Por volta de 11h45min, a máquina aterrissou no heliponto da propriedade e tombou à esquerda, segundo o coordenador de Operações do Corpo de Bombeiros, major George Girão. Também eram passageiros: a sogra do engenheiro, Guiomar Marinho; a esposa dele, Denise Pontes; a neta deles, junto com a babá; e um major da Polícia, que conduzia a aeronave. Os nomes da babá e do piloto ainda não foram identificados. Ninguém mais se feriu.


Segundo o jovem que assistiu ao resgate, funcionários da reserva ambiental relataram que o helicóptero não foi desligado pelo piloto. Quando José Carlos, o último passageiro, desceu, a máquina teria elevado-se um pouco e tombado. A hélice teria tocado o solo e atingido a perna do empresário. “A gente só ouviu a pancada e a fumaça subindo”, citou ele.


Trabalhos de perícia da Aeronáutica indicarão a causa do acidente. “Eles sempre vêm pra cá de helicóptero e nunca teve nenhum acidente”, resumiu-se o gerente da reserva, Guilherme Rêgo. Ele não permitiu a entrada do O POVO na propriedade nem que a reportagem conversasse com o piloto. Confirmou apenas a permanência do militar no sítio, à espera dos peritos.


Corretor de imóveis e ligado ao engenheiro, José Valdo disse ter chamado socorro. Acionou bombeiros, ambulâncias do Samu e Coordenadoria Integrada de Operações Aéreas (Ciopaer).


Ele presenciou o resgate e endossou a versão do jovem que viu o resgate da colina. “Quando cheguei, o helicóptero já estava emborcado. Mas os funcionários disseram que a aeronave chegou a pousar e, quando todo mundo estava descendo, ela subiu e tombou. Foi quando decepou a perna”.


Segundo Valdo, o piloto estava a bordo do helicóptero no momento do acidente. Com base em depoimentos de funcionários da reserva ambiental, o jovem afirmou o contrário. Conforme ele, o militar teria descido da aeronave pouco antes do empresário e deixado-a ligada.


José Carlos foi submetido, ainda ontem, a uma cirurgia de seis horas no Hospital São Mateus. Não foi possível o reimplante da perna direita. Um dos dedos do pé esquerdo, que também foi decepado no acidente, foi recuperado.
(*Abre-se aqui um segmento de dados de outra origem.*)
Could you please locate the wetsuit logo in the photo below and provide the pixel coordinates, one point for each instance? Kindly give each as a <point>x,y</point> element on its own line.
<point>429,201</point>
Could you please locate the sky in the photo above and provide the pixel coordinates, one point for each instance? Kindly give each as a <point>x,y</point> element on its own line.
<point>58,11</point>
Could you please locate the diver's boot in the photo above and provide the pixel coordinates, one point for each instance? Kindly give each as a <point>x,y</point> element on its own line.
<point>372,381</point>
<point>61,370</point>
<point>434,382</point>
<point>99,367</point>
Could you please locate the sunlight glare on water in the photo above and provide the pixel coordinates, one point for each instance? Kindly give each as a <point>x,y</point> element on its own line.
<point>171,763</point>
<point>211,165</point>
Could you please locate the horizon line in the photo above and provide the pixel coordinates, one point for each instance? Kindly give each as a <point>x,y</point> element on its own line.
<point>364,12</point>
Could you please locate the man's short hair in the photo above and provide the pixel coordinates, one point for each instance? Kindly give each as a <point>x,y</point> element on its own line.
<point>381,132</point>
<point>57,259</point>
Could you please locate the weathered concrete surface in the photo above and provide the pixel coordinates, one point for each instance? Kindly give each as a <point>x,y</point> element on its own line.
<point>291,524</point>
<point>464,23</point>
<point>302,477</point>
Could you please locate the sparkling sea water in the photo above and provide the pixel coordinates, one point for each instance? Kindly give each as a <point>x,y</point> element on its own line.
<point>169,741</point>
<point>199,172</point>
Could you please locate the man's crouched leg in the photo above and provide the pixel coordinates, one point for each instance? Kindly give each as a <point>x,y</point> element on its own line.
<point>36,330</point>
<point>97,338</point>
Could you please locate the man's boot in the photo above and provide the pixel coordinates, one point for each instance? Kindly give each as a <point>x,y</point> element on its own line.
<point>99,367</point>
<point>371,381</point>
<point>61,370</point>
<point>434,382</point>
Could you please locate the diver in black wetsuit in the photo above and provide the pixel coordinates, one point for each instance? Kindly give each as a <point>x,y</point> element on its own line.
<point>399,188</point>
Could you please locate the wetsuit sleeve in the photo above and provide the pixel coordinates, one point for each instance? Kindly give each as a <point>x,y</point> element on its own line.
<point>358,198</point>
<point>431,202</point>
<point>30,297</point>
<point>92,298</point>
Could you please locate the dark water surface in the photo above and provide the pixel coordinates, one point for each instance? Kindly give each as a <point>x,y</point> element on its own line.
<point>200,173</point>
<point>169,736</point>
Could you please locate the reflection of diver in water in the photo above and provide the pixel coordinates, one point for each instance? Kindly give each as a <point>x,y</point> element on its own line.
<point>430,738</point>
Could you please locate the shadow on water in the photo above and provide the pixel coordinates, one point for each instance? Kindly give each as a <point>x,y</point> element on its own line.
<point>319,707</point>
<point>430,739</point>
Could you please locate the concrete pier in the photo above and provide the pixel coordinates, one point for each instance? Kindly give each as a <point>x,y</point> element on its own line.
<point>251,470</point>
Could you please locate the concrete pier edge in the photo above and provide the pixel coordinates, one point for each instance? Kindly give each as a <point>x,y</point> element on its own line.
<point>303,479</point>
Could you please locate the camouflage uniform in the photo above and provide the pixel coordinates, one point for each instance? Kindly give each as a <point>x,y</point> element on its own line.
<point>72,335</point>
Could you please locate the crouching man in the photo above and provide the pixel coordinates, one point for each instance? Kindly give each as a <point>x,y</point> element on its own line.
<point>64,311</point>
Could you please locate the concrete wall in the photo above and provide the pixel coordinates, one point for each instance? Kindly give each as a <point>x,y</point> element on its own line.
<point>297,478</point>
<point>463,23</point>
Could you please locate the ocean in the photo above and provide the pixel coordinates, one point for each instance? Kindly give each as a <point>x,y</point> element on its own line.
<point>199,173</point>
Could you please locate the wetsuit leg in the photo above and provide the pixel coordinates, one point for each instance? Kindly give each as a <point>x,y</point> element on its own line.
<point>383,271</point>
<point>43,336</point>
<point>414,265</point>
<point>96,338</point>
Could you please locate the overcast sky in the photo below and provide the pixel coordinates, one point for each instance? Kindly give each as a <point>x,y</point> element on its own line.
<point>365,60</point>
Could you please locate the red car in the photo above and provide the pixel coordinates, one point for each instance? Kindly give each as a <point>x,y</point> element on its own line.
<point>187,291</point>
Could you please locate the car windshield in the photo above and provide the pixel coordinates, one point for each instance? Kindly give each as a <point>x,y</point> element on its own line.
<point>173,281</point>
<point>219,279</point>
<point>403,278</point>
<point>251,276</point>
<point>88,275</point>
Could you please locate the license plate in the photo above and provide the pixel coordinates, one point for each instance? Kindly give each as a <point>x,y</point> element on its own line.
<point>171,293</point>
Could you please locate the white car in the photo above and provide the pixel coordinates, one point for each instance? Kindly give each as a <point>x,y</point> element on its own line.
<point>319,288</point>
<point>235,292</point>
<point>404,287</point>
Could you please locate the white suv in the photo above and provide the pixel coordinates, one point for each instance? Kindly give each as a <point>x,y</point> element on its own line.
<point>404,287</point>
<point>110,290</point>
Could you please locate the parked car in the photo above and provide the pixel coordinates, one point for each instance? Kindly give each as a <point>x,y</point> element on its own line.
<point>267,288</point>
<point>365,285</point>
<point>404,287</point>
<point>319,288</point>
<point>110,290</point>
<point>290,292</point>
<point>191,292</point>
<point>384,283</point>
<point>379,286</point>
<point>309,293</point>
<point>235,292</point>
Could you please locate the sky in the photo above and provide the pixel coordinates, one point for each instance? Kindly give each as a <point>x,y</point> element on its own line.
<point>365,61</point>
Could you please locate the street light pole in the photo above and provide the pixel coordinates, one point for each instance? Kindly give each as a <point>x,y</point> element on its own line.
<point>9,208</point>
O engenheiro passa bem e está em observação na Unidade de Terapia Intensiva do Hospital, onde permanecerá por, pelo menos, 72 horas.

 

ENTENDA A NOTÍCIA

 

O POVO apurou que os primeiros socorros foram feitos pelo veterinário da propriedade, que conseguiu estancar o sangramento. A transferência do engenheiro José Carlos Pontes para Fortaleza demorou uma hora e meia para ocorrer.


Saiba mais

 

No IJF, o empresário José Carlos Pontes foi recepcionado pelo ex-senador Tasso Jereissati, pelo

secretário de segurança pública, coronel Francisco Bezerra, e pelo secretário da Casa Civil do Governo do Estado, Arialdo Pinho.

 

Ele chegou ao IJF por volta das 13 horas. Lá, também desembarcou em outro helicóptero a esposa de José Carlos, Denise Pontes. Muito abalada, ela acabou sendo internada.

 

Segundo o subtenente Alexandre Barroso, a Polícia Civil iria ao sítio ainda na noite de ontem para investigar o acidente. Conforme ele, amanhã representantes da Agência Nacional de Aviação Civil se deslocarão ao local para também averiguar o caso.

 

Em nota, o Grupo Marquise disse que “o helicóptero que transportava o empresário José Carlos Pontes tombou quando já se encontrava em solo, após o pouso. Em decorrência do acidente, o empresário será submetido a cirurgia, mas não corre perigo de vida. Todos os demais ocupantes do helicóptero foram prontamente atendidos e também passam bem. Desde já, a família agradece a preocupação de toda a comunidade cearense.”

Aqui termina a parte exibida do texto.